Here Are The Best 7 Plant-Based Foods to Boost Your Heart Health
If you've ever heard someone say, "a beet helps the heartbeat," they're right. In fact, these small vibrantly-colored root vegetables contain a high concentration of nitrates. Nitrates are a natural chemical found in soil, air, water, and some foods that can help your body to reduce blood pressure, which can lead to less risk of heart disease, heart attacks, and stroke. You can't beat eating beets! Mix them into your smoothie or chop them into fine pieces and add them to your salad.
These are berry good for your heart! "Eating a cup of blueberries a day reduces risk factors for cardiovascular disease," according to a study by the National Library of Medicine. To be specific, eating 150 grams (about 5 ounces) of blueberries a day reduces the risk of cardiovascular disease by up to 15 percent.
The study examined the effect of six months of blueberry intake on insulin resistance and cardiometabolic function in patients with metabolic syndrome. The research team concluded that "blueberries and other berries should be included in dietary strategies to reduce the risk of cardiovascular disease– particularly among at-risk groups." Add berries to your smoothies, yogurt parfaits, salads, or simply enjoy them on their own.
Avocados have a bad reputation because most people think eating fat will make you fat, but the opposite is actually true in the case of plant-based fat like avocado. The 5 grams of fat in an avocado can help you lose weight and boost heart health because it trains your body to burn fat as fuel. The two fats in avocados are mono and polyunsaturated fats that take place of saturated or trans fats when eaten in moderation. This can help reduce bad cholesterol in the body and decrease your risk of heart disease. Because avocados are full of "good fat" they can help your body absorb nutrients without raising LDL levels (so-called bad cholesterol) in the body. LDL creates plaque, blockages and eventually heard disease. If you're fighting high cholesterol, try eating avocados regularly, or adding them to your smoothies and salads.
When people say, "A Tomato a Day Keeps the Heart Doctor Away," they're actually talking about Lycopene. This chemical that gives tomatoes their bright red color, and can be found in watermelon and grapefruit, is a powerhouse antioxidant that helps to keep cells from becoming damaged. Lycopene may work to lower LDL. Lycopene in the diet also appears to prevent clotting, which can limit the risk of stroke according to health studies.
Aside from garlic's powerful aftertaste, the food has powerful health benefits. Garlic, when chopped releases allicin which can help lower LDL, the "bad" cholesterol that can lead to heart disease. People with high cholesterol should consider taking garlic supplements because they appear to reduce LDL by about 10-15 percent according to a health study by The National Library of Medicine.
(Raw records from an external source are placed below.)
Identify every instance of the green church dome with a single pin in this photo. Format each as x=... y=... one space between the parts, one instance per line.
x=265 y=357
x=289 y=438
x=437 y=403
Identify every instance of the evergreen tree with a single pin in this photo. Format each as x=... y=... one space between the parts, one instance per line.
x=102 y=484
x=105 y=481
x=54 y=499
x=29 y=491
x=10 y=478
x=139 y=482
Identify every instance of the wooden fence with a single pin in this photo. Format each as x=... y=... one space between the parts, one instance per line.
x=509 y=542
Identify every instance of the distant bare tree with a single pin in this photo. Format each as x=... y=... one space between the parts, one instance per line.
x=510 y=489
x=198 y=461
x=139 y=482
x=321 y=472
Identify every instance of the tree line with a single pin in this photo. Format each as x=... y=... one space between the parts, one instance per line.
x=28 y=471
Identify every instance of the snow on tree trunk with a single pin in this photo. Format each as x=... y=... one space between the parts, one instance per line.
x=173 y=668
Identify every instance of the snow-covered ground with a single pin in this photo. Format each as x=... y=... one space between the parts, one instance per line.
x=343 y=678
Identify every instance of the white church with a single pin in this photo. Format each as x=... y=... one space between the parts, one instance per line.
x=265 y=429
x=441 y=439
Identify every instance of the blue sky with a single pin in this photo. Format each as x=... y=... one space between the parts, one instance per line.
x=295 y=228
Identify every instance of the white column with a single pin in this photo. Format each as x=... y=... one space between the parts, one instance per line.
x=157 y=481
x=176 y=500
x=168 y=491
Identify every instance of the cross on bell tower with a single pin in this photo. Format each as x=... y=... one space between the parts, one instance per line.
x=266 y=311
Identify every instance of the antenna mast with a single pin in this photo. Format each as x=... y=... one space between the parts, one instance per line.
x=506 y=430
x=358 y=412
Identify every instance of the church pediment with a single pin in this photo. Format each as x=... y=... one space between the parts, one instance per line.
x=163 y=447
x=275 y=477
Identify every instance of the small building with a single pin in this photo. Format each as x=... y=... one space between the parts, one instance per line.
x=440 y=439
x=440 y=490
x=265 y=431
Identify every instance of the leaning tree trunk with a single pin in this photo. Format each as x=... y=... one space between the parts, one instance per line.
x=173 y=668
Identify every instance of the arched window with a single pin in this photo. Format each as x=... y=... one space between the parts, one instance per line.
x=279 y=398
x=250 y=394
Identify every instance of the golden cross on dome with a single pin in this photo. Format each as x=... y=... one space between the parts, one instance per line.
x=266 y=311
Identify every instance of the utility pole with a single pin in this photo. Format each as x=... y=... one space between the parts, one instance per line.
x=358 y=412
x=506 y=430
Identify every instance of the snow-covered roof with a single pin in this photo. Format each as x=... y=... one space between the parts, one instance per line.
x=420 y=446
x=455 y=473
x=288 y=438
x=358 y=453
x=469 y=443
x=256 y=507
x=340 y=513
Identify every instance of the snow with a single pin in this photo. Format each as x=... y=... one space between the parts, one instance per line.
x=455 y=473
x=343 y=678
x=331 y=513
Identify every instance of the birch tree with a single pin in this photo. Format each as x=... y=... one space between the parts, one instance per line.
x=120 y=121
Edamame is neither a fruit nor vegetable, but a powerhouse legume that delivers major benefits when it comes to boosting heart health. Edamame is rich in fiber, antioxidants and vitamin K which together work to lower LDL and improve your blood lipids. "Eating 47 grams of soy protein per day can lower total cholesterol levels by 9.3 percent and LDL by 12.9 percent, according to a health study by The National Library of Medicine. In addition, the vitamin K in edamame helps regulate your blood vessels and improves circulation in the body.
Oranges are the perfect refreshing fruit to enjoy all year round and they appear to protect your heart against aging. Oranges contain flavonoids which is a class of pigments that help give it structure. Specifically, the chemical hesperidin found in citrus may support heart health according to several studies. In one recent study, hesperidin helped improve blood pressure, and lower cardiovascular risk. Results show that drinking orange juice daily for just four weeks has a "blood-thinning effect and may reduce blood pressure" for overweight men.